Davis v. Sprain Construction Co.

Order, Supreme Court, Bronx County, entered June 13,1975, granting plaintiff’s motion to increase the ad damnum from $60,000 to $500,000, unanimously reversed, on the law and in the exercise of discretion, and the motion denied, without costs or disbursements. Order, Supreme Court, Bronx County, entered June 17, 1975, granting defendant’s motion for a further physical examination, unanimously reversed, on the law and in the exercise of discretion, without costs and without disbursements, and the order vacated as academic. Plaintiff, a wirelather, was in an accident on November 6,1968 and brought this action in March, 1969 to recover damages for the injuries incurred. The motion to increase the ad damnum clause was made in 1975. The reason advanced for the increase was not an aggravation of injuries but rather the inability of the plaintiff to become a fireman employed by the New York City Fire Department. It is urged that the loss of potential pay as a fireman during plaintiff’s working lifetime warrants the increase sought. Noteworthy is the fact that plaintiff first applied for the position in 1970, well after his 1968 accident.
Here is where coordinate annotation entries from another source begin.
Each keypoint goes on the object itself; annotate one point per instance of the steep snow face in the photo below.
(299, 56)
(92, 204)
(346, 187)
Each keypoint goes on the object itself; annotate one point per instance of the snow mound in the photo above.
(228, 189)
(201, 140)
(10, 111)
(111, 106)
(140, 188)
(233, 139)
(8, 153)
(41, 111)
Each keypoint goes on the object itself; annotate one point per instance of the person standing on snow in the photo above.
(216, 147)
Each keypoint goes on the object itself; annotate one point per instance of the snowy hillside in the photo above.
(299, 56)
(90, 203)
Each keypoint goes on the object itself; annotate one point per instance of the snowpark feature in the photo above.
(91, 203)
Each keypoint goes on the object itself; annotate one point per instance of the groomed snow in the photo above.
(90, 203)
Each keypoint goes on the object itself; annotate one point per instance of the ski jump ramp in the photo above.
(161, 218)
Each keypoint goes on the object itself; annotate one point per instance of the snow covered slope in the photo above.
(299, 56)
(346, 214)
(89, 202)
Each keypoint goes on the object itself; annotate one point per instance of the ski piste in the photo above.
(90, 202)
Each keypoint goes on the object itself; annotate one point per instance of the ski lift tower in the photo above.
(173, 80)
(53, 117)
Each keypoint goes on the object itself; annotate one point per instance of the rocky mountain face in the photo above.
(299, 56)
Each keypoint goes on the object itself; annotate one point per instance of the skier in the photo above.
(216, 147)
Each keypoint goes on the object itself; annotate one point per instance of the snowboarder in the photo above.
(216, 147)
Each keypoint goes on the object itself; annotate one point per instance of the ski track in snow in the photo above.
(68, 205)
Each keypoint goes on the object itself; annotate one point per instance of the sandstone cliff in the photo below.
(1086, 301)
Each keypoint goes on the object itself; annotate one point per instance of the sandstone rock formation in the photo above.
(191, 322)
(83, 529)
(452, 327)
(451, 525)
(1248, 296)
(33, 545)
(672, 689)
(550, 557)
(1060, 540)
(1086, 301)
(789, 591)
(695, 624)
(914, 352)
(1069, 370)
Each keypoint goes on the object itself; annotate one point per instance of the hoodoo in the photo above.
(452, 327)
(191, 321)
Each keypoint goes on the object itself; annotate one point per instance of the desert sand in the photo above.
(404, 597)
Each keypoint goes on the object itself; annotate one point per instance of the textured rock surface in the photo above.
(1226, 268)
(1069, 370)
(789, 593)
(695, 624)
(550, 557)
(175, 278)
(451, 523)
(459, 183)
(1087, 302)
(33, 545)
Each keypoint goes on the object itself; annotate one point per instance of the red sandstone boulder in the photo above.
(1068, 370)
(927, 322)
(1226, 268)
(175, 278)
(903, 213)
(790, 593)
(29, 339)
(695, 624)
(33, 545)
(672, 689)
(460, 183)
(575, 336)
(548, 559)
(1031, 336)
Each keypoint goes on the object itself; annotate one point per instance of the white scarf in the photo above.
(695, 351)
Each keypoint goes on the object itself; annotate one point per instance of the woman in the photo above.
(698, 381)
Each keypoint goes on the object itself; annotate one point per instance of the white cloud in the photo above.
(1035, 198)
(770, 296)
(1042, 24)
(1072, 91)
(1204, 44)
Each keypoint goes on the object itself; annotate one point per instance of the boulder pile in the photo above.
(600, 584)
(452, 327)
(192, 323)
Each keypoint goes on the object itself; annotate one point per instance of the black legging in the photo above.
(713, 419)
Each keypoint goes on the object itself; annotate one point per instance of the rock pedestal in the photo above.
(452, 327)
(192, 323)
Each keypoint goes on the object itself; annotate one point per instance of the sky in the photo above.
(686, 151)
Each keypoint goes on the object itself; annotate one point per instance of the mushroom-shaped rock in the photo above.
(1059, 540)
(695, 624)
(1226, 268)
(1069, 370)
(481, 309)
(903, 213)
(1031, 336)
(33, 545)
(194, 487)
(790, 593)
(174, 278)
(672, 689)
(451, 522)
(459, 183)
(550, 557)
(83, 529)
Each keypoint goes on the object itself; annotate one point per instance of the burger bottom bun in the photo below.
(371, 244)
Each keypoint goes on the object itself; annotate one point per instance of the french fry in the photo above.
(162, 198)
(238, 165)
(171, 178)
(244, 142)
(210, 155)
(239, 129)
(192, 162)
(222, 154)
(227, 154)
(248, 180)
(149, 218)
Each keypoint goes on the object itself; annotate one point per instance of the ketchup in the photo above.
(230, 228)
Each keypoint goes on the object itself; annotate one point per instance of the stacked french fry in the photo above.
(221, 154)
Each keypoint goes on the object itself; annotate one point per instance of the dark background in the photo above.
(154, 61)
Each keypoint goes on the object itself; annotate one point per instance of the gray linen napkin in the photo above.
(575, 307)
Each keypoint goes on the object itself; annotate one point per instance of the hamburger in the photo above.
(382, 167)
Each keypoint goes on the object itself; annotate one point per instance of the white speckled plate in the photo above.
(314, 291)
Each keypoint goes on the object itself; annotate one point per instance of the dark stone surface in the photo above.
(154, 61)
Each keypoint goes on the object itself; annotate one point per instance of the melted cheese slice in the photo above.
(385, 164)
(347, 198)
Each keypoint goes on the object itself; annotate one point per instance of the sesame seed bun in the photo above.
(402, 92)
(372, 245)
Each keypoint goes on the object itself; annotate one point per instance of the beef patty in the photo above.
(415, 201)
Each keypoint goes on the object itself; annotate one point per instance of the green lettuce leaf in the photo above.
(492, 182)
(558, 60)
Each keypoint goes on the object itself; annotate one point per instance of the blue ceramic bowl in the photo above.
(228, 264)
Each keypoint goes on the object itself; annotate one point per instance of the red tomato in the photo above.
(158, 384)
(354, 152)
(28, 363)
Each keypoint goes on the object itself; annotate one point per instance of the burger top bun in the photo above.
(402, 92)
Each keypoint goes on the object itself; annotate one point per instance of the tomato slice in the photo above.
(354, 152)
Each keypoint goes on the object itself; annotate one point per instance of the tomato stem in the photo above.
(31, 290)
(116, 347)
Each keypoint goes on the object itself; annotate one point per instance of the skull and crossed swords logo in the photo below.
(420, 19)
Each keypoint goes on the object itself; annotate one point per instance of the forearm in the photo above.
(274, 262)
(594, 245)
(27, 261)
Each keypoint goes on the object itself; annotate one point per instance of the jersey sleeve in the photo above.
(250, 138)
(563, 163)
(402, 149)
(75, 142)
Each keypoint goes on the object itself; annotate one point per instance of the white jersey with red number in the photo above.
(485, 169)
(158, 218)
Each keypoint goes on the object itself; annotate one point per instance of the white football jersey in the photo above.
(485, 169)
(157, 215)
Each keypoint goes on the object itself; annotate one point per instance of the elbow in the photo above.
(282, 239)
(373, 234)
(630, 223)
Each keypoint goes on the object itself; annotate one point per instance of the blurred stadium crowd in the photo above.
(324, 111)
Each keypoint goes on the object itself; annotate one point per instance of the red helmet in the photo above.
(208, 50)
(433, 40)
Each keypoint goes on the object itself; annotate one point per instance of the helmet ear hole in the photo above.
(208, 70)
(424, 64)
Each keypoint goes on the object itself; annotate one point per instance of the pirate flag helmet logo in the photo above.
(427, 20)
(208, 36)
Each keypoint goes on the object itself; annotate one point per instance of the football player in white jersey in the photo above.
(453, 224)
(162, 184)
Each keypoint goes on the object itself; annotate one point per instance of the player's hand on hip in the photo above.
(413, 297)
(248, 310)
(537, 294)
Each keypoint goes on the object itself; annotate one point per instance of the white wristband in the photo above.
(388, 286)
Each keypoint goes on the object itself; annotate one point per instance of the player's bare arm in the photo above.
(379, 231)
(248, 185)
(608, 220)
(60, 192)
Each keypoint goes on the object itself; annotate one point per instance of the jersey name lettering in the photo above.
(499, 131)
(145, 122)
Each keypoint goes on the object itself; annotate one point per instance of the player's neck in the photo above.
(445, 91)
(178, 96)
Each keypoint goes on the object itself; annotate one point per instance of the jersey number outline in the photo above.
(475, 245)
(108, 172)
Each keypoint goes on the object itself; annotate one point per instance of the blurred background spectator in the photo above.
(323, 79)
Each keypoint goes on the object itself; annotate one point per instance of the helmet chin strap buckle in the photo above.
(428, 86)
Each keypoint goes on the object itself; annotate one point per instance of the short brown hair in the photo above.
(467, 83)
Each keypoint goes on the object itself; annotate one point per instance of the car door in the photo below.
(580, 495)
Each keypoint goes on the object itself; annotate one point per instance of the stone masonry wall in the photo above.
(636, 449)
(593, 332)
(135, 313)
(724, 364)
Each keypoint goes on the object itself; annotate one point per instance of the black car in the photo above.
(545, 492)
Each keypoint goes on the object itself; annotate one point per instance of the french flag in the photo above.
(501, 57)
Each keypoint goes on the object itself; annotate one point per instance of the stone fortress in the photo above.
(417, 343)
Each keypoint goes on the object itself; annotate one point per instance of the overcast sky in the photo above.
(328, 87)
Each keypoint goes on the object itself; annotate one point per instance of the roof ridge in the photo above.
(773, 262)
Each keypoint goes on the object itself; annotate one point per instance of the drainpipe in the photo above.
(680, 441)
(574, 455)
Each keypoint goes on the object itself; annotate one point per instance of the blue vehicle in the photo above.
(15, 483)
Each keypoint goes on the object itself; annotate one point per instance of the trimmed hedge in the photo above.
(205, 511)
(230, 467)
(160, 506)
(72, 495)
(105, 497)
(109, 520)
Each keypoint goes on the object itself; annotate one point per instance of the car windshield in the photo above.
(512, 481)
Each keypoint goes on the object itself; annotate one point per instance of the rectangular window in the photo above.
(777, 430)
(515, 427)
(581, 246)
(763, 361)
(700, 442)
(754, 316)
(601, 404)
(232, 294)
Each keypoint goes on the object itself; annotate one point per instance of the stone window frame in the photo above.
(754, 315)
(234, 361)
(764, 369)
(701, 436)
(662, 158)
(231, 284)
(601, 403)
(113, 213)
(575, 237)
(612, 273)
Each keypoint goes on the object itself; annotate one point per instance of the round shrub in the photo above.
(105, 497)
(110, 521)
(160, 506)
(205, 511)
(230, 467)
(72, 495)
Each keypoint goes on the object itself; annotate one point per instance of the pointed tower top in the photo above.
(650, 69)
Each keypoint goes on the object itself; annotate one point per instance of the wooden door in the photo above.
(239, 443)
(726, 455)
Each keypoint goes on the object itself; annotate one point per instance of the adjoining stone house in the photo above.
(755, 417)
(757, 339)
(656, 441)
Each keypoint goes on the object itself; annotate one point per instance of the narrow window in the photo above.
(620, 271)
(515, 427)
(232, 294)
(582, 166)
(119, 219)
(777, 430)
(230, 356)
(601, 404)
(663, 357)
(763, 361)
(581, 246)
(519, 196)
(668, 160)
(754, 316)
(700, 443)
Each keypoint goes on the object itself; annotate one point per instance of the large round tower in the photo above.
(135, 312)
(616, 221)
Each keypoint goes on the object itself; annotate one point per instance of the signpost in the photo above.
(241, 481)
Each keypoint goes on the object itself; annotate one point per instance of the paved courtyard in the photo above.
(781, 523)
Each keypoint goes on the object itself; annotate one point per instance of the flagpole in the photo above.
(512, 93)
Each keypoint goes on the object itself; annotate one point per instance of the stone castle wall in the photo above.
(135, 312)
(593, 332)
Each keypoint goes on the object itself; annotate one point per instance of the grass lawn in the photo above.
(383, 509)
We find that the granting of the increase was an abuse of discretion. Furthermore, we have reversed and vacated the order of June 17 granting a physical examination. Defendants sought the additional physical examination and EBT solely on the basis of the substantial increase in the ad damnum. Since we have restored the original ad damnum clause, the need for further examinations has been rendered academic. Concur—Kupferman, J. P., Lupiano, Tilzer, Capozzoli and Lane, JJ.